Vergangenheit holt Mahrer ein
"Wirtschaftsforscher Badelt hat erst vorletzte Pressestunde gesagt, es ist schon beinahe lächerlich, wie lange schon über die Verbesserung der Kinderbetreuung geredet wird", so Wolf. Der Wirtschaftsbund sei innerhalb der ÖVP nicht durchsetzungsschwach. "Warum können Sie sich denn da nicht durchsetzen?" Mahrer versucht die fehlende Lösung abzuwälzen. Auch wenn die SPÖ Koalitionspartner wäre - jeder habe so seine Vorstellungen, bleibt Mahrer vage. Gerade die SPÖ jedoch fordert seit Jahren den Ausbau. Zuletzt sind die Koalitionsverhandlungen in Niederösterreich unter anderem an diesem Punkt gescheitert.
Harald Mahrer redet über das ‚dicke Brett‘ Kinderbetreuung.
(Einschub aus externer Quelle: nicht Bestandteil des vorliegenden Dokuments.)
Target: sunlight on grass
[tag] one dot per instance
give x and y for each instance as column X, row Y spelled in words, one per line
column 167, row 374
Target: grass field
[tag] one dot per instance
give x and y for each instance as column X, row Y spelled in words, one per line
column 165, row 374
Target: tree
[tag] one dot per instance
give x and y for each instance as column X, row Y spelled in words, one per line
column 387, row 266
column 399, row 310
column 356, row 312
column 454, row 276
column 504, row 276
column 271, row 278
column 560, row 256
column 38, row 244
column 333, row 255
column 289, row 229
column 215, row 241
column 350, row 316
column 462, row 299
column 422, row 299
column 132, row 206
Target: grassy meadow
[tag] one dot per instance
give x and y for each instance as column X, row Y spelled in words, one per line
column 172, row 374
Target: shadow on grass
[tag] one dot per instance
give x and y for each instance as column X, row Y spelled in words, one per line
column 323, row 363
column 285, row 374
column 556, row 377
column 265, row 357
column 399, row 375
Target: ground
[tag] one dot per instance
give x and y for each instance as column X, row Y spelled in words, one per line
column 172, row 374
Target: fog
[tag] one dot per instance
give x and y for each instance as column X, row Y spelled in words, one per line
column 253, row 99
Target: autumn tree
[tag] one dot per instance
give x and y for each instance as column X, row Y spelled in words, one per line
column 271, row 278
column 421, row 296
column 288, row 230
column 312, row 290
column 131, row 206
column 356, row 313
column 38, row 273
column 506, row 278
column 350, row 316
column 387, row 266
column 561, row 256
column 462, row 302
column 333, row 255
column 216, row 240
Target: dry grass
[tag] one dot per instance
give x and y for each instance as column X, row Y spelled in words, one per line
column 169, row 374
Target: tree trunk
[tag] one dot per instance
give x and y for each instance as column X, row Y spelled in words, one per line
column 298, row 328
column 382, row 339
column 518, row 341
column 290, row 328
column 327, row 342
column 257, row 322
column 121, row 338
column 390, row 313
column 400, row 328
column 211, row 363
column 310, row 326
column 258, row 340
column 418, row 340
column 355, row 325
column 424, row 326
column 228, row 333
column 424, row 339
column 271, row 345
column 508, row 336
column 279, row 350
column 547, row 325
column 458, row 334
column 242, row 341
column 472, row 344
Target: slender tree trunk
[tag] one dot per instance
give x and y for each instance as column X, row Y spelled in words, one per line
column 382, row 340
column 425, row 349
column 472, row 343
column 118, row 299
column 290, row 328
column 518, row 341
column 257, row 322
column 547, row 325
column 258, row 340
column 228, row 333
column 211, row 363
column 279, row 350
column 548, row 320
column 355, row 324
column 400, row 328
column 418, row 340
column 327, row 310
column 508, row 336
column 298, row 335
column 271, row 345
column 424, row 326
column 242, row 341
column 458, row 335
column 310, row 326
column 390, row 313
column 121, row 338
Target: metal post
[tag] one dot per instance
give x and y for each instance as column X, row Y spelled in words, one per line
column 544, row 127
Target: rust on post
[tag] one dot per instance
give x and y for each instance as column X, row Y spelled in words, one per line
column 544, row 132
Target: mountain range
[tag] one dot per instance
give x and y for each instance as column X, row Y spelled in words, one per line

Als er mein Gegenüber als Regierungskoordinator war, schrieb @sebastiankurz: ‚Kann ich ein Bundesland aufhetzen?‘ #ZiB2— thomas drozda (@thomasdrozda) March 21, 2023
Kurz torpedierte Kinderbetreuung
Dabei saß Mahrer von 2014 bis 2017 als Wirtschaftsminister in einer Koalition mit der SPÖ. Just aus dieser Zeit sind im Zuge der Ermittlungen rund um Thomas Schmidt Chats mit dem späteren ÖVP-Bundesobmann und Kanzler Sebastian Kurz aufgetaucht. Die Nachrichten legen nahe, dass er die flächendeckende Kinderbetreuung aus Machtinteressen torpedierte. Zur Erinnerung: 2016 plante die rot-schwarze Regierung ein 1,2 Milliarden schweres Paket zum Ausbau der Ganztagsschule. "Gar nicht gut!", befand Kurz den Rechtsanspruch auf Kinderbetreuung in einem Chat. "Ich terrorisiere gerade Mahrer und Kaszanits [damaliger Kabinettschef im Wirtschaftsministerium Mitterlehner, Anm.] und mache denen das klar", ließ Schmidt daraufhin wissen. Mahrer war 2014 bis 2017 Staatsekretär im Bundesministerium für Wissenschaft, Forschung und Wirtschaft. Nach Mitterlehners Rücktritt 2017 übernahm er als Wirtschaftsminister.